Meskipun contoh seni kuno ini tidak diragukan lagi diciptakan oleh budaya yang berbeda, para ilmuwan percaya bahwa semuanya mencerminkan pengetahuan tentang langit berbintang.

Selain itu, mempelajari beberapa artefak, para peneliti sampai pada kesimpulan bahwa di Zaman Batu, orang sudah tahu tentang antisipasi titik balik matahari. Inilah nama perpindahan lambat momen ekuinoks dari tahun ke tahun. Seperti yang kita ketahui sekarang, hal itu disebabkan oleh presesi poros bumi dan berulang dengan jangka waktu sekitar 26 ribu tahun. Sebelumnya, penemuan antisipasi ekuinoks dikaitkan dengan ilmuwan Yunani kuno Hipparchus.

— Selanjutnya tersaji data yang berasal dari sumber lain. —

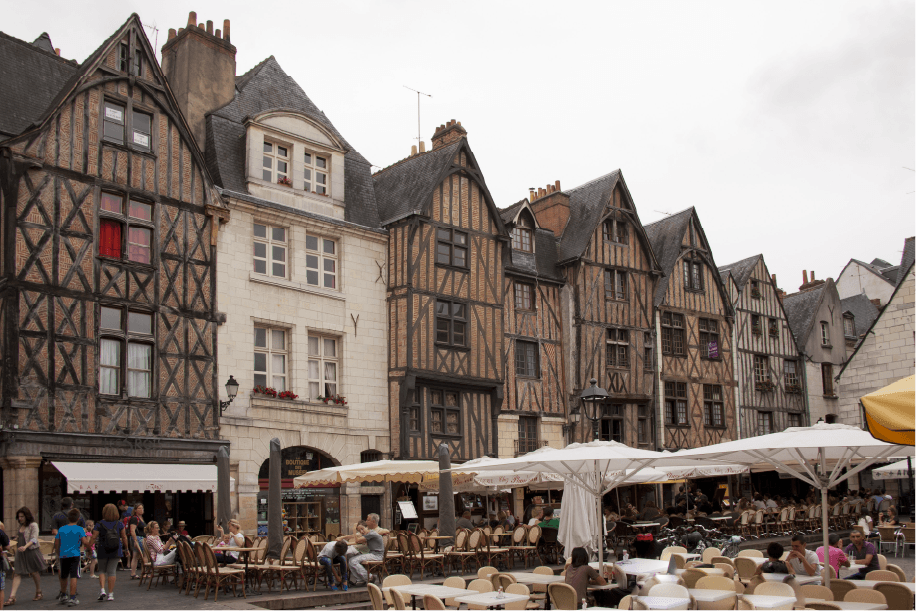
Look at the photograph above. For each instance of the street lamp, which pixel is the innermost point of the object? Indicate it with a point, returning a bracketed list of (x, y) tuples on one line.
[(232, 389), (592, 398)]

Para penulis berspekulasi bahwa orang dengan pengetahuan astronomi yang begitu akurat bisa jadi adalah navigator yang terampil. Fakta ini secara tidak langsung dikonfirmasi oleh beberapa data tentang migrasi kuno.

Selain itu, para ilmuwan sampai pada kesimpulan bahwa gambar terkenal dari Lascaux, yang sejak lama dianggap sebagai gambar tertua yang diketahui (sekarang status ini telah diperdebatkan), mencerminkan fakta bahwa meteorit besar lainnya jatuh sekitar 17 ribu tahun yang lalu. Jejak peristiwa ini terawetkan di es Greenland.

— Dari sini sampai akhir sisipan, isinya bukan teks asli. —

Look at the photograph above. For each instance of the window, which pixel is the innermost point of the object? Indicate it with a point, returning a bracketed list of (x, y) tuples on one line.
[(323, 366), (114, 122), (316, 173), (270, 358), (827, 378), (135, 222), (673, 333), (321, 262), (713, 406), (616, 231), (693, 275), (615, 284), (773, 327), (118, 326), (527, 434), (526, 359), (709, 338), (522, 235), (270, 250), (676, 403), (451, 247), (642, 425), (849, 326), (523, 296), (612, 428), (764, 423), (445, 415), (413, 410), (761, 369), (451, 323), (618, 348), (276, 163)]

“Seni gua awal menunjukkan bahwa manusia menjadi akrab dengan langit malam selama zaman es terakhir. Secara intelektual, mereka hampir tidak berbeda dari kita sekarang,”kata Sweetman.

Pertimbangan yang dikemukakan oleh penulis menggiurkan, tetapi, tentu saja, harus diverifikasi oleh para ahli independen. Ingatlah bahwa artikel oleh kelompok Sweetman masih berupa pracetak, tetapi telah diterima untuk publikasi di jurnal ilmiah peer-review, Jurnal Sejarah Athena.